Number of pods = N * (M-1) + 2

Where:

  • N is the number of Elastic Network Interfaces (ENI) of the instance type (Maximum network interfaces).
  • M is the number of IP addresses of a single ENI (Private IPv4 addresses per interface/IPv6 addresses per interface).
  • Values for N and M for each instance type can be referred from this document.

Example Calculation:

  • For instance type = t3.medium
  • For values of N = 3, and M = 6 (values derived from AWS document )
  • N * (M-1) + 2 = 3(6-1)+2 =17 pods/instances
  • In this example, we will need at least two (2) t3.medium instances to reach the minimum of 30 pods threshold.
Select the type and number of instances to support a minimum of 30 pods.

Hence, while setting the desired size of the worker pool, make the choice as per pod requirement.
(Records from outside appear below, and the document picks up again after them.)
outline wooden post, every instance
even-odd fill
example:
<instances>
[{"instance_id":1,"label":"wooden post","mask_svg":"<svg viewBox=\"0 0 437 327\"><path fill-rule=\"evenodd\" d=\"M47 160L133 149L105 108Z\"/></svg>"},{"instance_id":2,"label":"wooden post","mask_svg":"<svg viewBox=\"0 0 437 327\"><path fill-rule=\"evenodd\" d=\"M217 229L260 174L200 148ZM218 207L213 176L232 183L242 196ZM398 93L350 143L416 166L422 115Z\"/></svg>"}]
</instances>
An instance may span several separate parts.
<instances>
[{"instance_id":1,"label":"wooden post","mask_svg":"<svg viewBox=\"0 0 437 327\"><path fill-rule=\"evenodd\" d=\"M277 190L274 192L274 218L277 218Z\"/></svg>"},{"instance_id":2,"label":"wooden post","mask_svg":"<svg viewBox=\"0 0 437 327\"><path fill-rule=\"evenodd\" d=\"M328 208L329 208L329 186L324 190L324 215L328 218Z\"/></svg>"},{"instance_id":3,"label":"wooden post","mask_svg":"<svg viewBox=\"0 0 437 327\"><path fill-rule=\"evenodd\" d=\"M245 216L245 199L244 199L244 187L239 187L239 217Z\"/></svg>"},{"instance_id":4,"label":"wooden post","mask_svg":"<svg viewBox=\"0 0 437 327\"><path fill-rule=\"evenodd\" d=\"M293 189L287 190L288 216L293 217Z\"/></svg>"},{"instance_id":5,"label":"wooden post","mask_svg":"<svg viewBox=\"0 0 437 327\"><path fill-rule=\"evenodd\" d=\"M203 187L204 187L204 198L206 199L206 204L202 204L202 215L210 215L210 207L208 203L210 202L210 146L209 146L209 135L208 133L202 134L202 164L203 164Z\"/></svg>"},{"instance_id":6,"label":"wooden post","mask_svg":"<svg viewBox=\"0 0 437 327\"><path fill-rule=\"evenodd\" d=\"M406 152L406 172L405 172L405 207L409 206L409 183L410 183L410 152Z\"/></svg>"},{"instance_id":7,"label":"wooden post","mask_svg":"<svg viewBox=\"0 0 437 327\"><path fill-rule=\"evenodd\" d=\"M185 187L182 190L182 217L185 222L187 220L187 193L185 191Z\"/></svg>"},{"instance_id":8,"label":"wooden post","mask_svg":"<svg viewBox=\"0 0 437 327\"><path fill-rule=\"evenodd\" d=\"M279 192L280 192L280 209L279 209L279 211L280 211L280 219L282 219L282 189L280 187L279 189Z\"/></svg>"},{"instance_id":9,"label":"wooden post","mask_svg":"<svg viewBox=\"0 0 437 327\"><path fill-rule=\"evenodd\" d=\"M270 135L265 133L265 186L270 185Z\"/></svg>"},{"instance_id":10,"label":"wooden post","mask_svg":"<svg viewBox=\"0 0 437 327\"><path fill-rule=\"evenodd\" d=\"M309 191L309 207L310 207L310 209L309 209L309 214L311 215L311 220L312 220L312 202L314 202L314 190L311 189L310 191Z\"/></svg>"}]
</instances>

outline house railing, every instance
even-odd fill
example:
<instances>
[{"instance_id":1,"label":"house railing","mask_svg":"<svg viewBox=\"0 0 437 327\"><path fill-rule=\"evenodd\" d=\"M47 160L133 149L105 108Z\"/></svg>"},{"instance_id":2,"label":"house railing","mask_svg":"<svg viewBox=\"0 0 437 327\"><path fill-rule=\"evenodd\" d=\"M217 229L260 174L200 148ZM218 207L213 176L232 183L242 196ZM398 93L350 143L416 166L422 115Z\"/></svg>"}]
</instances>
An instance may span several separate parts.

In the example given above, we need to launch a minimum of two (2) instances of t3.medium to satisfy the resource requirement of an EKS cluster.

Troubleshooting

If your EKS cluster worker pool ends up in Failed or Create Failed or Error nodes failed to join state, please refer to this Amazon provided Runbook

Deleting an EKS Cluster

The deletion of an EKS cluster results in the removal of all Virtual Machines and associated Storage Disks, created for the cluster. The following tasks need to be performed to delete an EKS cluster:

  1. Select the cluster to be deleted from the Cluster View page and navigate to the Cluster Overview page.
  1. Invoke a delete action available on the page: Cluster > Settings > Cluster Settings > Delete Cluster.
  1. Click Confirm to delete.

Cluster status is updated to Deleting while cluster resources are being deleted. Provisioning status is updated with the ongoing progress of the delete operation. Once all resources are successfully deleted, the cluster status changes to Deleted and is removed from the list of clusters.

Force Delete a Cluster

A cluster stuck in the Deletion state can be force deleted by the user through the User Interface. The user can go for a force deletion of the cluster only if it is stuck in a deletion state for a minimum of 15 minutes. Palette enables cluster force delete from the tenant admin and project admin scope.

To force delete a cluster:

  1. Log in to the Palette Management Console.
  1. Navigate to the Cluster Details page of the cluster stuck in deletion.

    • If the deletion is stuck for more than 15 minutes, click the Force Delete Cluster button from the Settings dropdown.

    • If the Force Delete Cluster button is not enabled, wait for 15 minutes. The Settings dropdown will give the estimated time for the auto-enabling of the force delete button.

If there are any cloud resources still on the cloud, the user should cleanup those resources before going for the force deletion.